The charts we provide on the global development of Covid-19 always use a selection. So we embraced the help of another country for creating a tool where everybody can make their own selections. The tool is now grown up. So time to give a bit of background info, some explainers and some disclaimers.
Introduction
We've been tracking the Covid-19 pandemic since January 25th, first on Twitter, later on the dedicated page on our site. Our main goal is helping to gain some insights from the available data for a wider audience. We try to stay out of predictions or analysis, we leave that to the experts.
In the beginning the outbreak was only happening in a few countries, so reporting on all was possible. But as the epidemic became a pandemic, this was no longer doable. So we had to make selections. And we also had to limited time in creating different forms of presentation. For making it possible to compare countries, different variations of starting points exist (first case/death in a country, first 100, first case per 100.000 capita, etc...). We couldn't keep up.
Then we got support from Innouveau. They suggested to put all the data we've been gathering in a tool so users could make their own selection. Not only selecting countries, but also starting points and perspectives (day-to-day versus cumulative or absolute numbers versus per capita for example).
So after some sleepless nights the tool was created, tested and placed online.
Now we are already 12 version further, after using all the feedback from the users and some brainstorming ourselfs.
Hope you will find the tool useful. Please mail us your suggestions or feedback.
How does it work
There are three parts in the screen for selecting the countries and settings.
The first part is on the upper left corner. Here you can search and select countries. In the search box you can type several letters and the list of options appears, select the country/region by clicking on it. The country/region will appear in the graphs. You can also select all regions of a country in one go (if regions are available) by searching for that country and scroll to the option "all regions...".

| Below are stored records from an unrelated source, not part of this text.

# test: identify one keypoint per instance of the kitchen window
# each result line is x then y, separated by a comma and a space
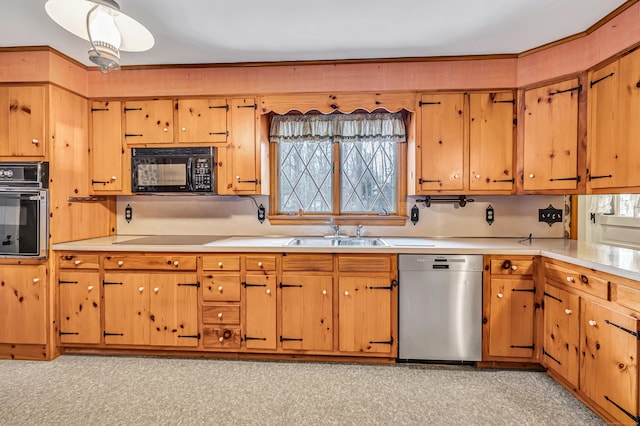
338, 164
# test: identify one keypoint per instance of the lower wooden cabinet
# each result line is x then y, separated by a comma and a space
23, 296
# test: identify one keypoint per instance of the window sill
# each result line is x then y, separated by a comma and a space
370, 220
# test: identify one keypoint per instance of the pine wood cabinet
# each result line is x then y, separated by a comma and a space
614, 106
23, 309
510, 308
551, 144
107, 153
22, 121
148, 122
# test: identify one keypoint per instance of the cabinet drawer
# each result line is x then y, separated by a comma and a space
364, 264
578, 278
511, 266
221, 337
626, 296
221, 314
221, 288
260, 263
167, 263
308, 262
221, 263
82, 261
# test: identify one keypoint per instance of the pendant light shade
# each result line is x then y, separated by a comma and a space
102, 24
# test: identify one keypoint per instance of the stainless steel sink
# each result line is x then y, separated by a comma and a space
336, 242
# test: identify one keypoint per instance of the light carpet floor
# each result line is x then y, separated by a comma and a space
102, 390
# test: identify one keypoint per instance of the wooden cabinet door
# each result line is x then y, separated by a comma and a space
23, 307
202, 120
260, 311
561, 333
106, 147
491, 141
126, 308
22, 121
79, 307
148, 122
609, 359
173, 309
242, 172
441, 143
365, 314
306, 312
551, 137
511, 317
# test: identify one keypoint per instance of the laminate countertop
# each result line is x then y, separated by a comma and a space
614, 260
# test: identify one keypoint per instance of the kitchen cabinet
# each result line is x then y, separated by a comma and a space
221, 313
510, 307
259, 296
79, 300
367, 304
107, 153
22, 121
202, 120
23, 304
551, 144
614, 105
148, 122
239, 161
561, 333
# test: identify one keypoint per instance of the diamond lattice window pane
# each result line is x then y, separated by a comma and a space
368, 177
305, 179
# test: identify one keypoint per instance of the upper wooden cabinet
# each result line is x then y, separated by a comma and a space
613, 158
148, 122
106, 148
550, 151
466, 143
202, 120
22, 121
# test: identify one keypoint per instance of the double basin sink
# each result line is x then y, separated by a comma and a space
340, 241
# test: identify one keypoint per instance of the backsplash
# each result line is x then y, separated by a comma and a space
515, 216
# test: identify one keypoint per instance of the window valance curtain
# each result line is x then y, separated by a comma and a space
385, 127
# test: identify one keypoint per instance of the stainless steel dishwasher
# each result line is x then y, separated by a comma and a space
440, 311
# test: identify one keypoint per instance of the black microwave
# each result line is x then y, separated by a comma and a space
173, 170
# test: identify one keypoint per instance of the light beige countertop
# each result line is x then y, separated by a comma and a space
614, 260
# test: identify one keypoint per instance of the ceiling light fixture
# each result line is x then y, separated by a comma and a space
102, 24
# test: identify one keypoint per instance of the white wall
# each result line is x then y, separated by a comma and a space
515, 216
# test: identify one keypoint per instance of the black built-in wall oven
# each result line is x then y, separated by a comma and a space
24, 209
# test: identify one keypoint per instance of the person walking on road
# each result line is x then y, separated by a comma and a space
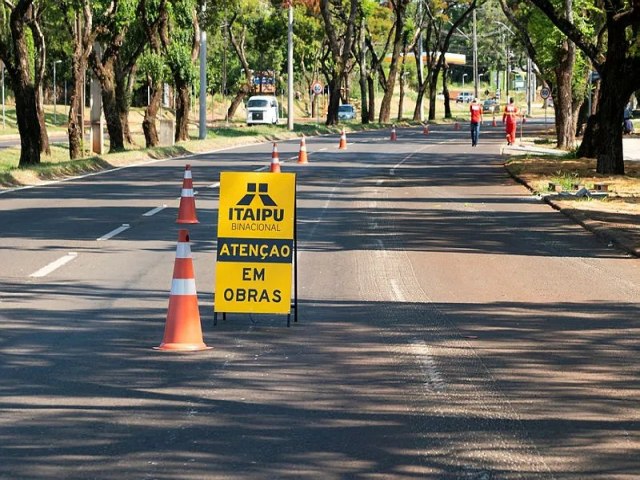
510, 119
476, 119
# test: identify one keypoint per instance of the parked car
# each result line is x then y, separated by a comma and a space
464, 97
346, 112
262, 109
490, 105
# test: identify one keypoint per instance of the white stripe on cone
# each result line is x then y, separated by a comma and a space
183, 250
183, 286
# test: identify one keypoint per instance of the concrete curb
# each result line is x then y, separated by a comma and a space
594, 227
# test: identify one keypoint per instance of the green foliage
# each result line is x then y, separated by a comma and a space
152, 65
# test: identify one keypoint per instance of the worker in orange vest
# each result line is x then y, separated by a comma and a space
475, 109
510, 119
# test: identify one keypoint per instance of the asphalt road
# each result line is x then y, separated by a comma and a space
451, 326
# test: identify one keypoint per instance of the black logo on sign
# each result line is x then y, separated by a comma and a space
244, 212
262, 192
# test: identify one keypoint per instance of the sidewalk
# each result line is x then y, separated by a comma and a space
630, 149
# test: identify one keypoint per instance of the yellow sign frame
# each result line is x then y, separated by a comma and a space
256, 242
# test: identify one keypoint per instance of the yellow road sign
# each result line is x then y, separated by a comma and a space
256, 220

It's also possible to select global regions like Africa and Europe.
You can remove the countries/regions from the selection by clicking on the small x next to each country. You can change the line color by clicking on the colored dot and selecting another color.
The second part, just below the selection of countries, is for setting up the starting point. You have four options. For the first three options you create a graph with on the horizontal axis the number of days since since the choosen starting point. This means countries won't be synced in calender time any more on the graph.
The options are:
- Events: select an event type as starting point. If you pick this one, you can change the event type below it. Please be aware that we don't have all the events in our database for all countries. So if a country doesn't have a specific event, the line won't show up in the graph because it has no starting point.
- Fatalities: Create a starting point based on the absolute or relative number of fatalities for a country.
- Cases: Create a starting point based on the absolute or relative number of cases (confirmed) for a country.
- Date: Pick a date from which the data should be displayed.
The third part, right from second part, is about changing the way the data is displayed. The toggle switches are:
- Logarithmic scale: switch the vertical axis from linear to logarithmic (power of 10). This means each step up is 10 times the values. Useful for studying possible exponential growth patterns.
- Per (1 million) capita: Switch from absolute number to the numbers proportional to the population (expressed as x per million people). Enables comparing countries with big differences in population size on the relative impact.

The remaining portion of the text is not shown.